“Ill-informed prejudice” damaging the crucial UK plastics industry

Ill-informed prejudice is seriously damaging the UK’s crucial plastics industry, according to a leading Yorkshire flexible packaging manufacturer.

Ben Roberts, sales director of Leeds-based Roberts Mart, said that he feared for the industry’s future if the current widespread vendetta against plastics continued unchallenged.

Mr Roberts commented: “Like many others, I was fascinated by David Attenborough’s majestic television series Blue Planet. Unfortunately the message that many people have taken away from Blue Planet, including it seems Prime Minister Theresa May, is that the British plastics industry does serious damage to the ecological balance of the UK and, indeed, the world.

“Earlier this month, Mrs May told BBC Breakfast that her Government was at the forefront of ‘the movement against plastics’. Not surprisingly, this sweeping statement was met with disbelief and dismay by the UK plastics industry, which has an annual turnover of £25.5 billion and is the third largest manufacturing sector in the country, providing 166,000 jobs.

“These crucial facts are lost in the hysteria whipped up anti-plastic campaigners, whose persistent and ill-informed vendetta is having a seriously detrimental effect on this vital industry. So much so that the industry is now having a difficult time recruiting staff and encouraging investment.

“It’s time to put the record straight. First up, and with due deference to Blue Planet, 82 per cent of the plastic that enters the ocean comes from Asia (notably from rivers like the Ganges); 16 per cent comes from the rest of the world; and only two per cent from the US and Europe. So the guilt some of us might feel about the state of the oceans, and the effect that might have on marine life, is misplaced,” said Mr Roberts.

He continued: “Equally importantly, it is crucial to understand that the problem is not plastics, which benefit both society and the environment. The problem is about how we treat plastic waste, which is a valuable and recyclable resource.  Plastics themselves make a massive contribution to reducing the UK’s carbon footprint, they minimise food waste and they save energy.

 

“For example, recycling just one plastic bottle saves enough energy to power a 60W light bulb for six hours and recycling one tonne of plastic bottles saves 1.5 tonnes of carbon. Plastics also saves lives – with the protective plastic vests which police officers wear saving more than 3,000 lives over the past 30 years.
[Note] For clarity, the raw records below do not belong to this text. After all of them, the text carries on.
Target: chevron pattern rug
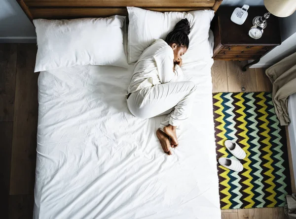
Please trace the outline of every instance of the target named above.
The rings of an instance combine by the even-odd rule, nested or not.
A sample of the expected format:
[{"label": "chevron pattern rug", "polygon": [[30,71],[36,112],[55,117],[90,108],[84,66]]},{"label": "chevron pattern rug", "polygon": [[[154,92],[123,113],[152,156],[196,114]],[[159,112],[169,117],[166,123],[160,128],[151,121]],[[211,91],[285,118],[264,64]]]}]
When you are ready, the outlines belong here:
[{"label": "chevron pattern rug", "polygon": [[221,208],[282,207],[291,193],[285,132],[280,126],[270,93],[213,94],[218,159],[236,159],[226,149],[235,141],[247,156],[240,173],[217,162]]}]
“Here at Roberts Mart, one of Yorkshire’s leading independent flexible packaging manufacturers, we are acutely aware of the importance of protecting the environment and of reducing plastic waste. For example, flexible packaging saves resources, such as food and product waste that occurs on the way to the store and while on display,” he explained.
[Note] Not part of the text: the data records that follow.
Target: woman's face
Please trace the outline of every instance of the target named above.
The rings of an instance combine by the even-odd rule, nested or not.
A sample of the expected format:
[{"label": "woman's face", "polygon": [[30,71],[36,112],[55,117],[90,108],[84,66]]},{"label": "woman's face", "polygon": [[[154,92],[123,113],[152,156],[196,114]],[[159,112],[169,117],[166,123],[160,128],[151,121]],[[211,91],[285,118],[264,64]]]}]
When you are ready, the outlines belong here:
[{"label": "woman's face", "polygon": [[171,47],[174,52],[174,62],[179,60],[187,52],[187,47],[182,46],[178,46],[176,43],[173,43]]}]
Packaging typically reduces supermarket food and product waste by about one third. Packaging also displays vital information to the consumer such as any allergy advice and nutritional content.

Mr Roberts added “Without packaging we could not purchase liquids, gels, powders or out-of-season fruit. We would also have significant problems with food safety and hygiene. Food wastage would increase – this would have negative environmental impacts. Products sold loose have been found to suffer from greater instore waste, in some cases leading to increases of 20%. Damage and losses would occur to goods in the retail and logistics chain.
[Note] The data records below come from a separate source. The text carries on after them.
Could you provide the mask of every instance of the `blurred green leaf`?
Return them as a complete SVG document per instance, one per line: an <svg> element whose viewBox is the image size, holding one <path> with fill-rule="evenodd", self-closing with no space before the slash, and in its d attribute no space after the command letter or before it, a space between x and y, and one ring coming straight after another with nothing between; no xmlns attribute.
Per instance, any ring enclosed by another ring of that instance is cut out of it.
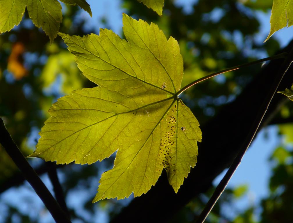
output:
<svg viewBox="0 0 293 223"><path fill-rule="evenodd" d="M290 155L290 153L284 148L279 147L274 151L272 157L277 160L279 163L284 164L286 160Z"/></svg>
<svg viewBox="0 0 293 223"><path fill-rule="evenodd" d="M236 198L239 198L244 195L247 192L248 187L247 185L240 185L234 188L233 194Z"/></svg>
“It is absolutely right that we should be outraged by what is happening to marine life in the ocean. It is unacceptable. But it is also unacceptable, and counter-productive, to lay the blame about this at the door of the UK’s plastics industry.

“Our industry is far too valuable an economic resource to be treated as a political football. It is high time a more nuanced and informed debate took place, which is based on facts, rather than prejudice and ill-informed opinion.”